Witherbee, Sherman & Co. v. Wykes

143 N.Y.S. 95 | New York County Courts | 1913

Pybke, J.

The landlord brought this proceeding to remove a tenant at will alleged to be holding over after the expiration of his term. A final order awarding delivery of possession to the landlord was made. The defendant appeals, and challenges the jurisdiction of the court below. The point urged is that the petition was defective in its statement of the termination of the tenancy.

*475Section 2236 of the Code of Civil Procedure provides that where the person removed is a tenant at will * * * the petition must state the facts showing that the tenancy has been terminated, by giving notice, as required by law.” The “ notice required by law ” is specified in section 228 of the Beal Property Law, which provides in substance that a tenancy at will may be terminated by a written notice of not less than thirty days given in behalf of the landlord to the tenant, requiring the tenant to remove from the premises.

The section further provides three different ways by which service may be made. First. By delivery to the tenant. Second. By delivery to a person of suitable age and discretion residing upon the premises. Third. By affixing the notice upon a conspicuous part of the permises where it may be conveniently read, if neither tenant nor person of suitable age can be found.

The allegation of the petition in this proceeding as to the service of notice is “ that your petitioner caused on the 20th day of January, 1913, a notice in "writing to be served on said tenant, requiring him to remove from said premises within thirty days from the date of the service thereof.” This allegation falls considerably short of a statement of facts showing the termination of the tenancy. It is impossible to determine from it in which of the three alternative methods the notice was served. Indeed, it is possible that the service was not made in accordance with any of those methods. For aught that appears it might have been served by mail. All that can be spelled out of this allegation is that a notice was communicated to the tenant in a manner that the landlord deemed service. In short, the allegation that the notice was served on said tenant ’ ’ is not a statement of fact but a conclusion of the pleader.

*476As an original proposition I should be inclined not to regard this defect as jurisdictional, but on this point I am apparently foreclosed by authority. While no decision has been called to my attention, in a holding over case, the authorities are numerous in the nonpayment of rent cases. The analogy between the two classes of cases is so complete that the authorities in. one cannot be overlooked upon the other.

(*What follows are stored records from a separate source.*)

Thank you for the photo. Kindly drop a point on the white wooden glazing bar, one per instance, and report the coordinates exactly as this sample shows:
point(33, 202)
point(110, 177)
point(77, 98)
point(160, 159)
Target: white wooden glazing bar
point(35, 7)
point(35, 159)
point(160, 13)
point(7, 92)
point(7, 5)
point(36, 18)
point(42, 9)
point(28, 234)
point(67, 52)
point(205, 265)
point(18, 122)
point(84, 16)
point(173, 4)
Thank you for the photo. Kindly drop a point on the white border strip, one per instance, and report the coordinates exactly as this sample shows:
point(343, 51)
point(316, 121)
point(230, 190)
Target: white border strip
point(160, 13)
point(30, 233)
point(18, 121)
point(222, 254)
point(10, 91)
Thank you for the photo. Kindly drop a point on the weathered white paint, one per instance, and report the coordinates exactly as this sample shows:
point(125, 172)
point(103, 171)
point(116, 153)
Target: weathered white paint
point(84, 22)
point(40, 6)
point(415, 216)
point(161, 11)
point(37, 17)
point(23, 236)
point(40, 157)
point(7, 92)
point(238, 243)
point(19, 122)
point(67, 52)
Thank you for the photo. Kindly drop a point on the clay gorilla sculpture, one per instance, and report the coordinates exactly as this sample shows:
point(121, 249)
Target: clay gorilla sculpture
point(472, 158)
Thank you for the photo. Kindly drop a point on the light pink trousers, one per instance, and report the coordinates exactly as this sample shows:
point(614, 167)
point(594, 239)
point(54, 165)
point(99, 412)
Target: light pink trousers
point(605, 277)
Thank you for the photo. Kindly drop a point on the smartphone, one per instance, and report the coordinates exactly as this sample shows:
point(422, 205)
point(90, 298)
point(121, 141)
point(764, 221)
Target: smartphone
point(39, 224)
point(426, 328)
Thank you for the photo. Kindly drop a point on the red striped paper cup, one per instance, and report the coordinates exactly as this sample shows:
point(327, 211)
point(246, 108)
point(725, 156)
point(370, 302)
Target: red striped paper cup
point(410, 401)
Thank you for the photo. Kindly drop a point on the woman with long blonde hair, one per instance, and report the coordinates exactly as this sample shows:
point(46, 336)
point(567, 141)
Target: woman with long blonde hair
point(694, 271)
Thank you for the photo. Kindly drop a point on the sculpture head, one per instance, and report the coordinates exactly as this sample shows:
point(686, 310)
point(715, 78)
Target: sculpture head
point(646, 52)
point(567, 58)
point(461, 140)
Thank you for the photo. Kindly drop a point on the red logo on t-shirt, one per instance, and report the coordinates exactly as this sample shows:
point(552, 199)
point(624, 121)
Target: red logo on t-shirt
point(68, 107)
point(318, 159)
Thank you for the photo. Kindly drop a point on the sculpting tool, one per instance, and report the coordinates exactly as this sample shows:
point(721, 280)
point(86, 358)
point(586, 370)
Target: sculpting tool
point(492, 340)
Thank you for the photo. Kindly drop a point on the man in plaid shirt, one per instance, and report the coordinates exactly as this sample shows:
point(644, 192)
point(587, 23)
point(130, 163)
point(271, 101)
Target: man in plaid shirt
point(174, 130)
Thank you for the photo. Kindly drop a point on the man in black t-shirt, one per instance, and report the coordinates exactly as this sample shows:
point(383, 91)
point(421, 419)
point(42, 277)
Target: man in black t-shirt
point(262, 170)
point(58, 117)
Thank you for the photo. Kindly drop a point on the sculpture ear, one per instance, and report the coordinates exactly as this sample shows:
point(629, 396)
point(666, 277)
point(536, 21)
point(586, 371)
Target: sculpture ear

In People ex rel. Morgan v. Keteltas, 12 Hun, 67, it was held that an allegation by the landlord that he had “ demanded the said rent from the said tenants by a three days’ notice, in writing, a copy of which is hereto annexed, ’ ’ etc., was not only clearly insufficient but constituted a fatal defect in the proceedings. This case has been repeatedly cited with approval. See Tolman v. Heading, 11 App. Div. 266; Beach v. McGovern, 41 id. 383; Stuyvesant Real Estate Co. v. Sherman, 40 Misc. Rep. 207.

The justice, therefore, not having acquired jurisdiction, the final order made by him was unauthorized and should be reversed, with costs, and restitution awarded to the tenant. See Bristed v. Harrell, 21 Misc. Rep. 93.

Final order reversed, with costs, and restitution awarded to tenant.